JDB · July 24, 2020, 10:21pm

Hello,
I have just completed my first tiny tiny 300 training steps. My output was 2.5 minutes of bleeps and bloops! After the initial relief that at least the audio wasn’t silent, I was wandering “is it normal that a sentence ‘He is your’ results in such long audio?” Even for a beginning network.
If you have any thoughts, let me know!

baconator · July 25, 2020, 6:53am

Sounds like it’s a few thousand steps away from alignment.

sanjaesc · July 25, 2020, 5:26am

Try training for another ~10.000 steps and you should see the first results.

JDB · July 25, 2020, 6:25am

Thank you for your quick reply, this gives me something to aim for

JDB · July 25, 2020, 6:32am

Thank you, this also helps with my terminology!

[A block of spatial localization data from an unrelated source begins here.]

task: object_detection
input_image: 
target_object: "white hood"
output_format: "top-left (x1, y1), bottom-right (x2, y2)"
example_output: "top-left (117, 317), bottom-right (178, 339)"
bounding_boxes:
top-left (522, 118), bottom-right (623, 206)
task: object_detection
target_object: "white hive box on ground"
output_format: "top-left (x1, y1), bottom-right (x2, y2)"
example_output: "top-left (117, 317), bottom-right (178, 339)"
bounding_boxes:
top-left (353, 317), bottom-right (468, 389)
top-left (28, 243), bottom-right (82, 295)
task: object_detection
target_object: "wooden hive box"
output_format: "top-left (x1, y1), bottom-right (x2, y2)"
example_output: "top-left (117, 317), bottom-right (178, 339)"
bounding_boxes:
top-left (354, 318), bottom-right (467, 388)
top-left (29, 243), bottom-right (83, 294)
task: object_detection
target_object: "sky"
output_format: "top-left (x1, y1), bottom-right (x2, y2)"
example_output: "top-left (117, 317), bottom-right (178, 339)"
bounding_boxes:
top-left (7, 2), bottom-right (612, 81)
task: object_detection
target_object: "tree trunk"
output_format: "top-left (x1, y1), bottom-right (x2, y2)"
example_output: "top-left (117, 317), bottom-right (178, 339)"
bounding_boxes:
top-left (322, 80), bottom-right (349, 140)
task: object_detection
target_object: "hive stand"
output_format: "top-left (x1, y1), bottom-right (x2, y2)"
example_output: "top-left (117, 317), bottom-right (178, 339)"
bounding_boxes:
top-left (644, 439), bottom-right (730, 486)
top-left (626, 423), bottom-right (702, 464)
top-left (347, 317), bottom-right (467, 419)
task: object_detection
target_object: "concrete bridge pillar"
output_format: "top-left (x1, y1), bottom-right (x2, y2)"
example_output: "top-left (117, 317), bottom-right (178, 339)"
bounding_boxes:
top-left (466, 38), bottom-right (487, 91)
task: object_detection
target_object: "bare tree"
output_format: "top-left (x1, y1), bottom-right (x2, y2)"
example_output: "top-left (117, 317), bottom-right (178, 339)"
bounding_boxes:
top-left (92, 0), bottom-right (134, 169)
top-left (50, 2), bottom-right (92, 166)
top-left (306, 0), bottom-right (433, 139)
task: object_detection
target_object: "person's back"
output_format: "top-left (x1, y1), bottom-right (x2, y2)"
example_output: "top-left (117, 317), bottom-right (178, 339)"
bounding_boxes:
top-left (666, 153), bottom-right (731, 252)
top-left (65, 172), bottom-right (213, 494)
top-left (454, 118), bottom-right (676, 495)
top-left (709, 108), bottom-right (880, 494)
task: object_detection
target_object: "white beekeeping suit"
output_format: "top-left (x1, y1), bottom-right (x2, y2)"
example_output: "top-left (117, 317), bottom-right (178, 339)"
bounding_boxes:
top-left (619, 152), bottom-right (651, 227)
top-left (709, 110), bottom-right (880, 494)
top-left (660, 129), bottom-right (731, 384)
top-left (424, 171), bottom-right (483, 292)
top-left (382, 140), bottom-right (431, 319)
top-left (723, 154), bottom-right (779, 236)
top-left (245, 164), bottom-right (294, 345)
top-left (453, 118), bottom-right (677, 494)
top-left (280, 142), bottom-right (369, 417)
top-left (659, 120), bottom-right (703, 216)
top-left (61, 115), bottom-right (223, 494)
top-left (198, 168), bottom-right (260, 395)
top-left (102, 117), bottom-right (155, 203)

georroussos · July 25, 2020, 9:14am

300 steps is one epoch (out of 1000). Sounds like you have been waiting for a long time. Are you somehow training on a CPU or?

JDB · July 25, 2020, 9:16am

Hey there, I believe I was looking at the global steps at the time, not epochs. I am currently altering my batch size to make those pass faster.
I am running a GTX 1060 btw